A medida consolidou São Paulo entre os estados com maior piso regional do país e passou a valer ao longo de 2025 para milhões de trabalhadores. O valor foi definido após aprovação de projeto de lei pela Assembleia Legislativa em maio, a partir de proposta encaminhada pelo Governo do Estado.

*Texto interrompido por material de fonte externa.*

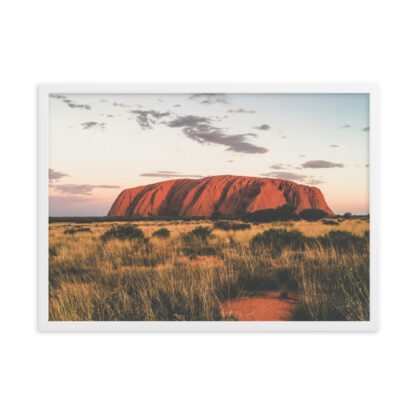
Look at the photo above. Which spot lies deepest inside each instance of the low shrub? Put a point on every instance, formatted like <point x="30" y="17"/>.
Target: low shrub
<point x="313" y="214"/>
<point x="330" y="222"/>
<point x="198" y="234"/>
<point x="123" y="232"/>
<point x="193" y="252"/>
<point x="77" y="230"/>
<point x="161" y="233"/>
<point x="343" y="240"/>
<point x="278" y="239"/>
<point x="231" y="226"/>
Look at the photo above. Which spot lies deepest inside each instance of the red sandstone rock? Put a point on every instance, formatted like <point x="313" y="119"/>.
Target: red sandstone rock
<point x="228" y="195"/>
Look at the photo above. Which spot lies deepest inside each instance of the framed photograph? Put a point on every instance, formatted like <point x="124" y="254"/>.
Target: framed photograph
<point x="208" y="207"/>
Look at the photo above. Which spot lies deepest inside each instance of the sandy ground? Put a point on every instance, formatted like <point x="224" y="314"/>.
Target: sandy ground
<point x="261" y="306"/>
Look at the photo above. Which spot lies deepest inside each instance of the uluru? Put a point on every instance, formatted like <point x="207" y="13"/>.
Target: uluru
<point x="226" y="195"/>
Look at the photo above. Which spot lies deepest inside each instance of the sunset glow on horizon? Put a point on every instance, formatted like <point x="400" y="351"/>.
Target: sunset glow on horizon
<point x="101" y="144"/>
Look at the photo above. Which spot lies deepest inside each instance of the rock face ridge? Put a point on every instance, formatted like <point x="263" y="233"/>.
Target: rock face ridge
<point x="227" y="195"/>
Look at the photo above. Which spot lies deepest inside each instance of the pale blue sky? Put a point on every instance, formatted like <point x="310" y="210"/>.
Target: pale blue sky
<point x="103" y="143"/>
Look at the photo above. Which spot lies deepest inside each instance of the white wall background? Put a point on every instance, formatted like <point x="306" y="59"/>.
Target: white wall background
<point x="206" y="374"/>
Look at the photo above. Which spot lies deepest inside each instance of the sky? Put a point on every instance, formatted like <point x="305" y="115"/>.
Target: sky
<point x="101" y="144"/>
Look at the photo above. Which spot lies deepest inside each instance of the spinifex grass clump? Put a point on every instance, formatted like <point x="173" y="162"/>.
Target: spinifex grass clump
<point x="330" y="222"/>
<point x="161" y="233"/>
<point x="199" y="233"/>
<point x="279" y="239"/>
<point x="343" y="240"/>
<point x="191" y="274"/>
<point x="123" y="232"/>
<point x="313" y="214"/>
<point x="77" y="230"/>
<point x="231" y="226"/>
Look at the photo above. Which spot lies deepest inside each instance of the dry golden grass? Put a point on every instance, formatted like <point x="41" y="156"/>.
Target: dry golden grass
<point x="169" y="279"/>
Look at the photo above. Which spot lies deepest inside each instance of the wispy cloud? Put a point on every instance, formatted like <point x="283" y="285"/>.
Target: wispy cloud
<point x="287" y="176"/>
<point x="54" y="175"/>
<point x="262" y="127"/>
<point x="320" y="164"/>
<point x="91" y="124"/>
<point x="117" y="104"/>
<point x="241" y="111"/>
<point x="72" y="189"/>
<point x="209" y="98"/>
<point x="278" y="166"/>
<point x="69" y="102"/>
<point x="201" y="130"/>
<point x="168" y="174"/>
<point x="147" y="119"/>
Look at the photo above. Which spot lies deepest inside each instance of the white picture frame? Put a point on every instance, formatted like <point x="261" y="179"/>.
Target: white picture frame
<point x="45" y="90"/>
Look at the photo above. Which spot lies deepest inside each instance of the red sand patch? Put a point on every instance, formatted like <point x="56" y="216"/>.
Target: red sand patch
<point x="261" y="306"/>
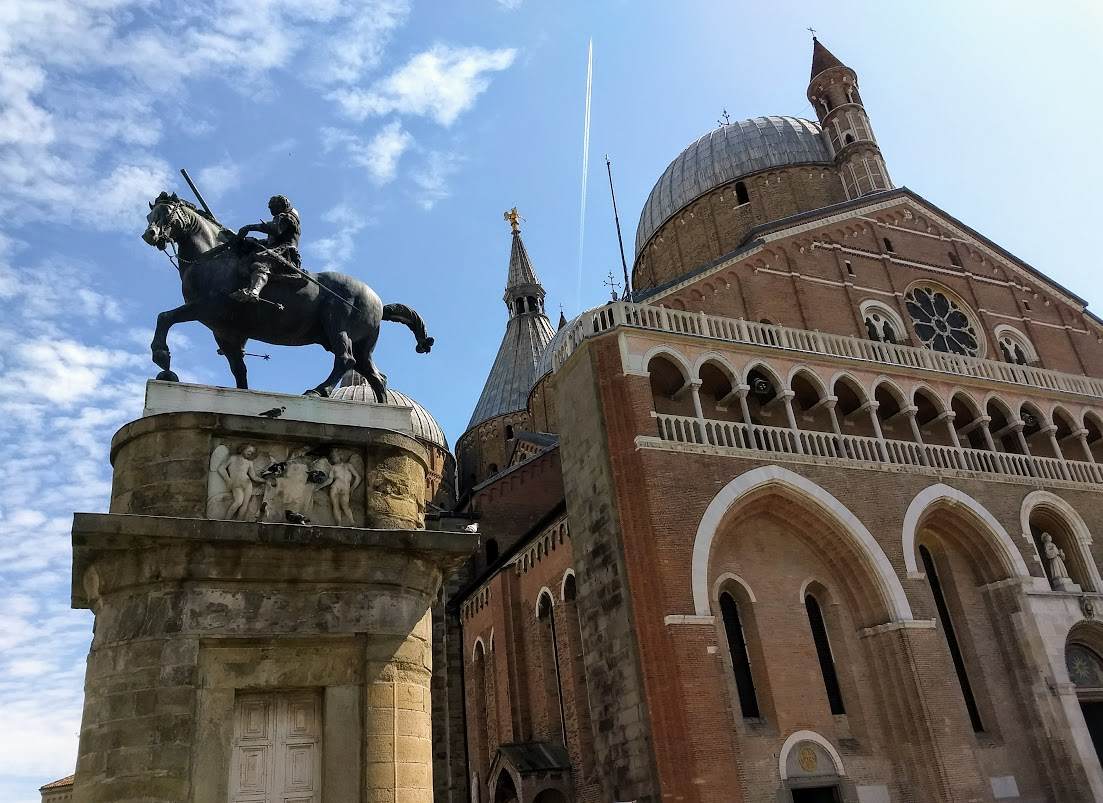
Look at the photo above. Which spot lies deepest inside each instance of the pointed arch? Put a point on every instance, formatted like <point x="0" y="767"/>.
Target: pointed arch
<point x="478" y="648"/>
<point x="795" y="738"/>
<point x="942" y="495"/>
<point x="568" y="575"/>
<point x="763" y="368"/>
<point x="726" y="579"/>
<point x="1046" y="502"/>
<point x="672" y="354"/>
<point x="719" y="361"/>
<point x="858" y="537"/>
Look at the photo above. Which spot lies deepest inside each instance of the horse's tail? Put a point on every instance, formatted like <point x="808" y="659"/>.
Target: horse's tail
<point x="402" y="313"/>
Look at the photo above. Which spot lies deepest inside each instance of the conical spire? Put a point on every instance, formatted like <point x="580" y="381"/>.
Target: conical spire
<point x="521" y="268"/>
<point x="523" y="290"/>
<point x="527" y="332"/>
<point x="822" y="59"/>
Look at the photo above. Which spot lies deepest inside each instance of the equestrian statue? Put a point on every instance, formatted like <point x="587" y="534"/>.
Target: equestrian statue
<point x="243" y="289"/>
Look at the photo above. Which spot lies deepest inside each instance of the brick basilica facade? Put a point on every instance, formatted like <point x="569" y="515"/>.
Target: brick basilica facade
<point x="810" y="516"/>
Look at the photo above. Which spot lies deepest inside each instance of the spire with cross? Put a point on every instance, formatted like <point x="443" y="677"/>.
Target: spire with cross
<point x="612" y="285"/>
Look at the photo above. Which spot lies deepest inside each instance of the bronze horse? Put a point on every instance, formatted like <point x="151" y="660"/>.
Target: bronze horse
<point x="339" y="312"/>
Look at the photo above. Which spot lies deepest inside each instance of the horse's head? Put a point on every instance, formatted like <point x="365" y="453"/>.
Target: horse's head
<point x="167" y="221"/>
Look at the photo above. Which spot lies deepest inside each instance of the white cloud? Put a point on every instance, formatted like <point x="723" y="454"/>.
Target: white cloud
<point x="431" y="178"/>
<point x="216" y="180"/>
<point x="338" y="248"/>
<point x="64" y="389"/>
<point x="441" y="83"/>
<point x="377" y="156"/>
<point x="84" y="86"/>
<point x="360" y="40"/>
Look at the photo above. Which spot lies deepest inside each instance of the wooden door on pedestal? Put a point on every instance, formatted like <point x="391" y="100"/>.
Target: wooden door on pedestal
<point x="277" y="748"/>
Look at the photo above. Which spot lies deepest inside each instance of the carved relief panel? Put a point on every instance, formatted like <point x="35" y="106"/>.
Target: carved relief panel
<point x="293" y="483"/>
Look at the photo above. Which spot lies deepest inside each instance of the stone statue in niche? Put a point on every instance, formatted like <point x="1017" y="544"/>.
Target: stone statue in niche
<point x="290" y="485"/>
<point x="285" y="483"/>
<point x="241" y="477"/>
<point x="343" y="479"/>
<point x="1053" y="556"/>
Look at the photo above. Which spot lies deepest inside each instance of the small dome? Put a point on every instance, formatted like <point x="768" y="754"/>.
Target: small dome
<point x="725" y="154"/>
<point x="354" y="388"/>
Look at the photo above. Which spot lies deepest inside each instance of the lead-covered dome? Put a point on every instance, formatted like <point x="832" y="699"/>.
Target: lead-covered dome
<point x="725" y="154"/>
<point x="354" y="388"/>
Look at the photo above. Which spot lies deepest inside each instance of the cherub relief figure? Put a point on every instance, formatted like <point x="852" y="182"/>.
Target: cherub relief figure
<point x="343" y="479"/>
<point x="239" y="473"/>
<point x="1055" y="561"/>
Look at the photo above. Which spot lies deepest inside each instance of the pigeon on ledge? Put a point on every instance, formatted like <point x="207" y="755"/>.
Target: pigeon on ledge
<point x="293" y="517"/>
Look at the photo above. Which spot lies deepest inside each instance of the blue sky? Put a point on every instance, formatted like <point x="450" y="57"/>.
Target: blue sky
<point x="402" y="131"/>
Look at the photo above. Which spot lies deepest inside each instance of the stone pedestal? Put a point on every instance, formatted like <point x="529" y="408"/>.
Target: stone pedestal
<point x="234" y="653"/>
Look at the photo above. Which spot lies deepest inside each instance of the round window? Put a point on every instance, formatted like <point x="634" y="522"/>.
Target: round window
<point x="941" y="323"/>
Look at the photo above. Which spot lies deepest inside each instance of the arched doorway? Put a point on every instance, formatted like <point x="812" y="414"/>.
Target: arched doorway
<point x="550" y="795"/>
<point x="811" y="769"/>
<point x="505" y="791"/>
<point x="1085" y="671"/>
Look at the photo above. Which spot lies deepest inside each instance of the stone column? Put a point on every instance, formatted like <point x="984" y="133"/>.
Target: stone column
<point x="745" y="411"/>
<point x="986" y="431"/>
<point x="1050" y="432"/>
<point x="397" y="748"/>
<point x="830" y="403"/>
<point x="1082" y="437"/>
<point x="910" y="413"/>
<point x="871" y="406"/>
<point x="949" y="417"/>
<point x="207" y="628"/>
<point x="695" y="393"/>
<point x="786" y="398"/>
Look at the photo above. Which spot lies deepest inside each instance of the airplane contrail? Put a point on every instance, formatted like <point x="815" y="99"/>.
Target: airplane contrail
<point x="586" y="172"/>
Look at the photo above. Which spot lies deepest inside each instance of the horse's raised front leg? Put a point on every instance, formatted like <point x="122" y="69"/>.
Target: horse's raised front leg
<point x="233" y="349"/>
<point x="343" y="361"/>
<point x="160" y="345"/>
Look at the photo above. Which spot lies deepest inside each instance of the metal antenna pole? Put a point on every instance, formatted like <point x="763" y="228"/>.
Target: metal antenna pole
<point x="620" y="239"/>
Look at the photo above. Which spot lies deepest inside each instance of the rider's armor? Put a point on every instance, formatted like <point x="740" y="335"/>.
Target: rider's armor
<point x="270" y="255"/>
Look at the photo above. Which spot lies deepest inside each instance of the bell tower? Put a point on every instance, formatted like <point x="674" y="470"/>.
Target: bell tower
<point x="833" y="92"/>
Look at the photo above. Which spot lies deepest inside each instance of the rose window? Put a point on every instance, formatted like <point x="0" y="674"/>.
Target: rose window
<point x="941" y="323"/>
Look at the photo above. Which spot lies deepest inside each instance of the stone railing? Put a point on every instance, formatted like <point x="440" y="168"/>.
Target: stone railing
<point x="736" y="330"/>
<point x="781" y="440"/>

Pelo terceiro ano consecutivo, o reajuste ficou acima da inflação, garantindo ganho real estimado em cerca de 5%. O piso estadual passou a ser aplicado a trabalhadores que não possuíam salário mínimo definido por legislação federal, convenção coletiva ou acordo sindical.
A atualização também impactou o funcionalismo público estadual. Um projeto de lei complementar aprovado no mesmo período instituiu um abono para servidores que recebiam abaixo do novo piso.

Categorias beneficiadas e contexto político
Mais de 76 categorias profissionais foram diretamente beneficiadas pelo novo Salário Mínimo Paulista. Entre elas estavam ocupações sem piso próprio estabelecido em normas federais ou negociações coletivas.
A legislação também passou a incluir cuidadores de pessoas com deficiência entre os beneficiários, ampliando um grupo que já havia incorporado cuidadores de idosos em atualizações anteriores. O reajuste salarial ocorreu em um cenário de alta aprovação do governador Tarcísio de Freitas.
Pesquisa da Paraná Pesquisas, divulgada em dezembro, mostrou que 64,2% dos eleitores paulistas aprovavam a gestão estadual, enquanto 31,4% a desaprovavam. Na avaliação geral, 48,7% classificaram o governo como “bom” ou “ótimo”, e 20,5% como “ruim” ou “péssimo”.